January 23, 2009
Employee Theft Multiplies When the Economy Nosedives!
Employees are currently facing the most serious economic hardship of their lifetime. After years of easy credit and treating ourselves to lifestyles that were better than we could afford, Americans are facing significant financial pressures. When faced with this type of dire situation, and given the opportunity, many will steal from their employer to provide their needs.
The driving force behind almost all employee theft is “pressure”. This is usually a result of financial pressures from living beyond ones means and creating huge personal debts. This can be a result of high medical bills or personal financial losses or a vice – gambling, drugs, alcohol, or extra marital affairs. With today’s serious economic situation, the financial pressures on many of our employees are so strong and so real that they force employees to do many things that they would not ordinarily do.
Even though financial pressures might lead an employee to steal from his or her employer, the theft can only occur if the employee has the “opportunity” to steal. This perceived opportunity to steal without being caught must be present in order for most employees to act on the pressures they are feeling.
Many factors can provide an employee the opportunity to steal but the primary one is the lack of effective internal controls or “checks and balances” in the company’s accounting procedures.
The ways employees can steal are only limited by their imagination and the opportunities present. Payroll fraud – padded hours, fictitious employees or unauthorized pay rates or bonuses – is very easy for many payroll department employees. Charging personal expenses on credit cards, obtaining false refunds, selling inventory on eBay or writing unauthorized checks are other common methods of employee theft.
An Association of Certified Fraud Examiners 2007 study of employee theft across the United States showed that 60% of employee thefts totaled more than $100,000. It also noted that 73% of employee thefts result from employees having financial difficulties and another 17% were a direct result of divorce or family problems.

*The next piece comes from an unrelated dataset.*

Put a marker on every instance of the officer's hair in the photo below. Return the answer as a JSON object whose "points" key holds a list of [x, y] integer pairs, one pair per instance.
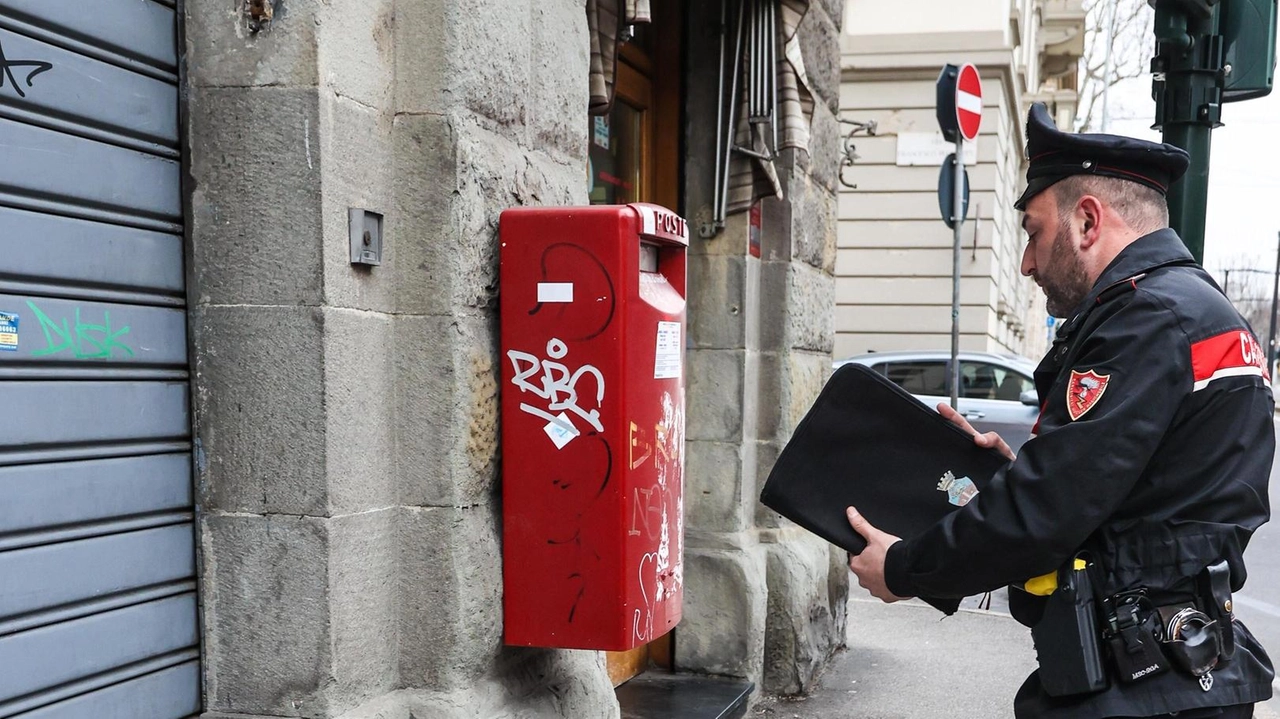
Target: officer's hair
{"points": [[1139, 206]]}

These types of family issues multiply as families are stressed by financial problems.
There are many “red flags” that an employer can watch for as indication that there may be a problem.
Warning signs of potential theft include:
· Extreme changes in lifestyle such as a flashy new car, expensive clothes or jewelry, a new motorcycle or a new boat.

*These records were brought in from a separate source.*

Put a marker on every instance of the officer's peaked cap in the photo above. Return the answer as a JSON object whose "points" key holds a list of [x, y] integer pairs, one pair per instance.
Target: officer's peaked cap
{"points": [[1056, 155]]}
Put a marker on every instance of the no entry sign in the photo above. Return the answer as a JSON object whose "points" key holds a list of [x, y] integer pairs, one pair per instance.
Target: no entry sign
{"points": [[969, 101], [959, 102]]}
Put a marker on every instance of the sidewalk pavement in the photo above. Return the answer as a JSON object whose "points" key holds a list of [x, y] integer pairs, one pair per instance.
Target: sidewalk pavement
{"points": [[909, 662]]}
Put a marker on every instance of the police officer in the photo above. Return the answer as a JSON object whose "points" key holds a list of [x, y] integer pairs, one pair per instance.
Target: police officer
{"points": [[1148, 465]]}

· Unusual employee behavior changes such as being more irritable or seeming nervous all the time; being unable to look people in the eyes or increased drinking, drug abuse or gambling.

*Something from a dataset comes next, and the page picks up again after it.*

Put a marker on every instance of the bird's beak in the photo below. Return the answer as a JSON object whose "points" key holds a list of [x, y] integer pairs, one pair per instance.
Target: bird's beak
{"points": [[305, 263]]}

· Complaints from customers about an employee or about problems with their accounts.
· Missing or incomplete documentation such as bank reconciliations not being performed.
· An employee that never takes time off, works excessive overtime or is overly protective of their work.
· An employee that has an unusually close association with a supplier or customer.
· Employees with divorce or family problems or other troubling life circumstances.
The list is endless but you must be careful – these are just indicators and are not proof of fraudulent activity. If a red flag occurs, you must thoroughly investigate before any allegations can be made.
Eliminating, or at least decreasing, the opportunity to steal is the best and most inexpensive method to deter employee theft. You accomplish this by having a good system of internal controls over your cash receipts, accounts receivable, payroll and cash disbursements functions. It is far cheaper to prevent fraud than it is to suffer a loss.
Small business owners often believe that they are too small to have a reasonable set of checks and balances over their transactions. That is simply not the case – even the smallest of businesses can institute a good system of controls at very little cost. Such simple procedures as the owner looking at the detailed support for all checks, signing all checks and receiving the monthly bank statement direct from the bank can be very effective deterrents to employee theft.
A “must do” for an employer who catches an employee stealing is to prosecute that employee – otherwise you just turn him/her back into the community to be hired by another business and steal again. The failure to prosecute also shows your employees that they can steal from you without fear of the public humiliation and embarrassment to their family.
What should you do if you suspect employee theft or fraud? Contact an experienced forensic accountant to investigate the allegations, document the theft and prepare a report to provide to your insurance company or the authorities. Most law enforcement authorities do not have the budget to investigate all employee thefts so businesses often use an experienced forensic accountant, such as a Certified Fraud Examiner, to do the investigation for law enforcement in order to get the theft prosecuted.
A final thought about the cost of employee theft – if your business has a 20% profit margin on your revenue stream and an employee steals $50,000 from you, you must provide an additional $250,000 of revenue to offset the $50,000 theft.
What can you do? Set a “tone at the top” management example, communicate expectations to employees, create a culture of honesty and integrity, and keep your eyes open to changes in your employees’ lifestyles. If a problem is suspected contact a professional as soon as possible.